Welcome to ask.woodem.org. You may post when you login through your GitHub account.

Feasibility of adding MPI support?

0 votes
46 views
asked Jul 5, 2016 by Nabil (210 points)
Greetings.

The team I am working for is very interested in running their Woo programs on a cluster so the simulation times may be reduced, thus I was tasked to lay the groundwork for an MPICH implementation. After spending a number of days browsing your Python and C++ code (which I am very comfortable with), I was wondering if this is a feasible long-term project (my internship ends in mid-August, so someone is said to be taking over after me) and would you have any suggestions as to where I could start (what algorithms have you parallelized already, time-critical for-loops, etc.)?

If I understand your code correctly, are you invoking OpenMP using both Python and C++, or just through the Boost.Python wrappers (not too familiar with this)?

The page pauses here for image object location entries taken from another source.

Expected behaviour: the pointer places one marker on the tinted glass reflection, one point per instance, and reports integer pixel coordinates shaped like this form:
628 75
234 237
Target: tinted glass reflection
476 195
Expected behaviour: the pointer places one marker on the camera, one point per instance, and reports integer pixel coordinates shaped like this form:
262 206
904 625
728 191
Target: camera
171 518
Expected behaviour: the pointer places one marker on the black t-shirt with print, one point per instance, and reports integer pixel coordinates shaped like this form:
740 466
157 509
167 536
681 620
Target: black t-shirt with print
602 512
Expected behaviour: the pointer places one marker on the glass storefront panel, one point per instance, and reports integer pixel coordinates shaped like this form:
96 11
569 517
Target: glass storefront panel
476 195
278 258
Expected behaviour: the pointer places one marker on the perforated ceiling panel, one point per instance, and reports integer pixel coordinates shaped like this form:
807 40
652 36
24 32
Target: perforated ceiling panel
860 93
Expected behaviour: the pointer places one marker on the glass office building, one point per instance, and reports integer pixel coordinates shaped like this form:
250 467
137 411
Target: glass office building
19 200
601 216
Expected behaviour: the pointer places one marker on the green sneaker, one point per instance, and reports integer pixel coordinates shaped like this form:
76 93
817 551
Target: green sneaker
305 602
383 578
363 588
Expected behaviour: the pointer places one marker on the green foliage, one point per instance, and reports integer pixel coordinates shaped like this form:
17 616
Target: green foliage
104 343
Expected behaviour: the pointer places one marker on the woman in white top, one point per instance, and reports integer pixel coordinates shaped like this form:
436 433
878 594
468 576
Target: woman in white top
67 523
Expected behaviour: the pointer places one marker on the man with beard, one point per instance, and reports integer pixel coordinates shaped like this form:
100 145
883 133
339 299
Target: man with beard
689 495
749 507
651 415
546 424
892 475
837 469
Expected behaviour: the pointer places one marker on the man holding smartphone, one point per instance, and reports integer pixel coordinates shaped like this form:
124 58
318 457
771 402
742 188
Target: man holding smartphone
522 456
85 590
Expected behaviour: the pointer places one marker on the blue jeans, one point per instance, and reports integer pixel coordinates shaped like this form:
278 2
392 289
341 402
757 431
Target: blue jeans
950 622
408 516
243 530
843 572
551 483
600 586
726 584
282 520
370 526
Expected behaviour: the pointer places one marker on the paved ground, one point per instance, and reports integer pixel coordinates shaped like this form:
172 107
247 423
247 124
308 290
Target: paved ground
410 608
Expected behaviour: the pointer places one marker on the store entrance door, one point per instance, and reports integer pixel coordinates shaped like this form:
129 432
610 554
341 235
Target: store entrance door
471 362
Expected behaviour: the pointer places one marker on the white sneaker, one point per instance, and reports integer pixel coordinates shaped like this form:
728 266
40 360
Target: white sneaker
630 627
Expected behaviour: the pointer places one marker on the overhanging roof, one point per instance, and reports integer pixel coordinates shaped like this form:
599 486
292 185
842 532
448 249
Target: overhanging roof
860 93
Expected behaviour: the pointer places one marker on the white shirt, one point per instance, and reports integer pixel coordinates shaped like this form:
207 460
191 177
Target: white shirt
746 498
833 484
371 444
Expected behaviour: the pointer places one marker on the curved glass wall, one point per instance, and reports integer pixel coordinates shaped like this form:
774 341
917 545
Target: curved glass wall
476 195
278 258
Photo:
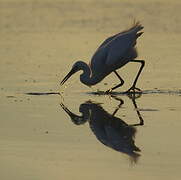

Please let me know if you need clarification on anything since "MPI" is a pretty large topic :P

Thanks!!

1 Answer

+1 vote
answered Jul 5, 2016 by eudoxos (44,890 points)
selected Jul 29, 2016 by eudoxos
 
Best answer

Hi Nabil,

we've been considering some kind of MPI support on and off in the past (say around 2008) until it became clear that (a) no-one in the team had real expertise with MPI, but maily (b) we would have to make big sacrifices in flexibility (most importantly scriptability) of the code, and decided to go with OpenMP for what is needed. Woo targets primarily smaller simulation, where performance is not highest (though we care about it big time) -- researcher-friendliness is primary.

I can summarize the results from the discussion back then for you here, hope it will make sense.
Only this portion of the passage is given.